EU-Neuwagengeschäft enttäuscht Analysten


Wien (16.10.2019) -

Auspuff:
Messstandards schaden dem Neuwagenmarkt
(Foto: pixabay.com, webandi)

Der EU-Neuwagenmarkt ist im September 2019 im Vergleich zum Vorjahr zwar gewachsen, trotzdem leidet er nach wie vor unter dem neuen Messverfahren zur Bestimmung der Abgasemissionen (WLTP). Denn die gestiegene Zahl an Neuwagenzulassungen ist laut einer Analyse der Wirtschaftsprüfungs- und Beratungsgesellschaft EY http://ey.com nur einem extrem schwachen Vorjahresniveau geschuldet.

"Der starke Anstieg der Neuzulassungen im September sagt wenig über den tatsächlichen Zustand des Automarktes aus. Aussagekräftiger sind der Vergleich zu September 2017 und die Entwicklung im bisherigen Jahresverlauf - und die zeigt immer noch nach unten", gibt Gerhard Schwartz, Partner und Sector Leader Industrial Products bei EY Österreich, zu bedenken.
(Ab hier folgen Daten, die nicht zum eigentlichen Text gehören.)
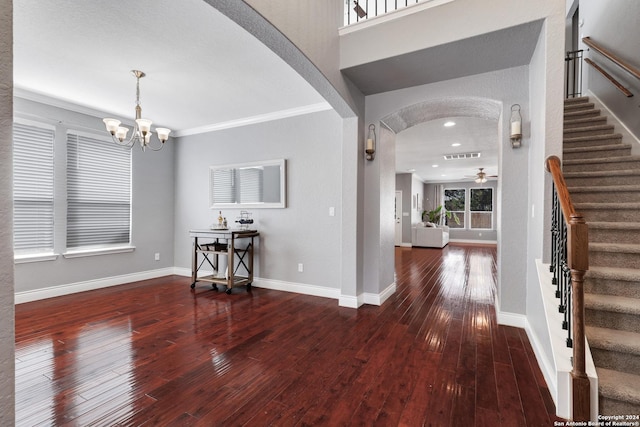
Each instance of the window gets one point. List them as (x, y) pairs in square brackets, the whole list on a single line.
[(481, 208), (32, 189), (98, 193), (454, 202)]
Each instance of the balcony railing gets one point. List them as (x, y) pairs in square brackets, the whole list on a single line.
[(361, 10)]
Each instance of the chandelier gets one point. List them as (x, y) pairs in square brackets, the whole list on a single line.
[(141, 130), (481, 177)]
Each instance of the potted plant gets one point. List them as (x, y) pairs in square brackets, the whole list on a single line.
[(435, 216)]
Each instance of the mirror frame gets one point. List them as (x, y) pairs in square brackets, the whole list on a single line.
[(270, 205)]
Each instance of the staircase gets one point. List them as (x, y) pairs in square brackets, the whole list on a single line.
[(604, 182)]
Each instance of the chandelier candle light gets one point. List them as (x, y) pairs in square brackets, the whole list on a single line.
[(142, 128)]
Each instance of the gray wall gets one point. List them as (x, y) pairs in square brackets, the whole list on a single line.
[(303, 232), (313, 27), (305, 35), (7, 340), (616, 26), (507, 87), (459, 234), (152, 211)]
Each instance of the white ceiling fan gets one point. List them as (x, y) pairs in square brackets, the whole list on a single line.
[(481, 177)]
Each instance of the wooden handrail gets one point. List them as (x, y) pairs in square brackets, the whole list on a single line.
[(609, 77), (612, 57), (578, 263)]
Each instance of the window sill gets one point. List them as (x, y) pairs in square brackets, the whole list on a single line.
[(97, 251), (27, 258)]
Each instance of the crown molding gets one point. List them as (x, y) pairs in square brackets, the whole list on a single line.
[(276, 115)]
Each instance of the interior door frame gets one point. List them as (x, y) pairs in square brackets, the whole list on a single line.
[(398, 218)]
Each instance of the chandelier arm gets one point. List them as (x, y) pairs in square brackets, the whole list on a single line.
[(126, 143), (156, 148)]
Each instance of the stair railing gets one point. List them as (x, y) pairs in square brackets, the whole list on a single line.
[(624, 65), (569, 264), (360, 10)]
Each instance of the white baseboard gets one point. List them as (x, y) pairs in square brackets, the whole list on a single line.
[(258, 282), (483, 242), (350, 301), (299, 288), (88, 285), (379, 299)]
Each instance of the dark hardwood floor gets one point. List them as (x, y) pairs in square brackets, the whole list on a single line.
[(157, 353)]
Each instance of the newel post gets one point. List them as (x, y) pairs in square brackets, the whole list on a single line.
[(578, 262)]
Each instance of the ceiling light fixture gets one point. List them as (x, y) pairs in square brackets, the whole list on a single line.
[(142, 128), (481, 177)]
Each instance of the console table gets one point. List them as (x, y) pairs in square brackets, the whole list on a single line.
[(209, 245)]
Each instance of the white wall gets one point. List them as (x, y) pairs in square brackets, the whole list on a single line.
[(7, 336), (152, 212), (303, 232), (614, 25), (545, 141)]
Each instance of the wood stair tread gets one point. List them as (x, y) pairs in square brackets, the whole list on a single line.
[(569, 114), (616, 273), (612, 303), (619, 172), (609, 206), (576, 100), (597, 148), (578, 106), (602, 188), (593, 138), (633, 248), (619, 385), (589, 128), (617, 159), (613, 340), (585, 120), (614, 225)]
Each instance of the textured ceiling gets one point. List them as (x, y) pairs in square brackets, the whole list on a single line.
[(202, 69)]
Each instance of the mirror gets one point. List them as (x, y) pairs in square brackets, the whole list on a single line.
[(248, 185)]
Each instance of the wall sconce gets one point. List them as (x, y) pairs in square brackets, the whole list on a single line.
[(515, 133), (370, 149)]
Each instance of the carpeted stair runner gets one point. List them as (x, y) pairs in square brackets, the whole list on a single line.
[(604, 182)]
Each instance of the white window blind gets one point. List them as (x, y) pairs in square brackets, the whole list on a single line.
[(251, 185), (223, 188), (98, 193), (32, 189)]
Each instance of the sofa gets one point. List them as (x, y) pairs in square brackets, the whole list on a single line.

Wachstum bei 2018-Verlierern

In der EU stiegen die Pkw-Neuzulassungen im September 2019 um etwa 14 Prozent. Doch im September 2018 hatte der neue Prüfstandard zu einem Absatzeinbruch von 23,5 Prozent geführt. Das Wachstum von 2019 konnte diesen Einbruch bei weitem nicht ausgleichen, die Neuzulassungen liegen wesentlich unter denen der Jahre 2015 bis 2017, als WLTP noch nicht in Kraft gesetzt war.

Vergleichsweise gute Ergebnisse erzielten vor allem Konzerne, die im Jahr 2018 besonders hohe Verluste gemacht hatten. "Die größten Gewinner des vergangenen Monats waren die größten Verlierer des Vorjahresmonats", sagt Schwartz. So konnte Volkswagen sein Wachstum bei Neuzulassungen um 47 Prozent steigern. Im September 2018 erlitt das Unternehmen noch Einbußen von 48 Prozent.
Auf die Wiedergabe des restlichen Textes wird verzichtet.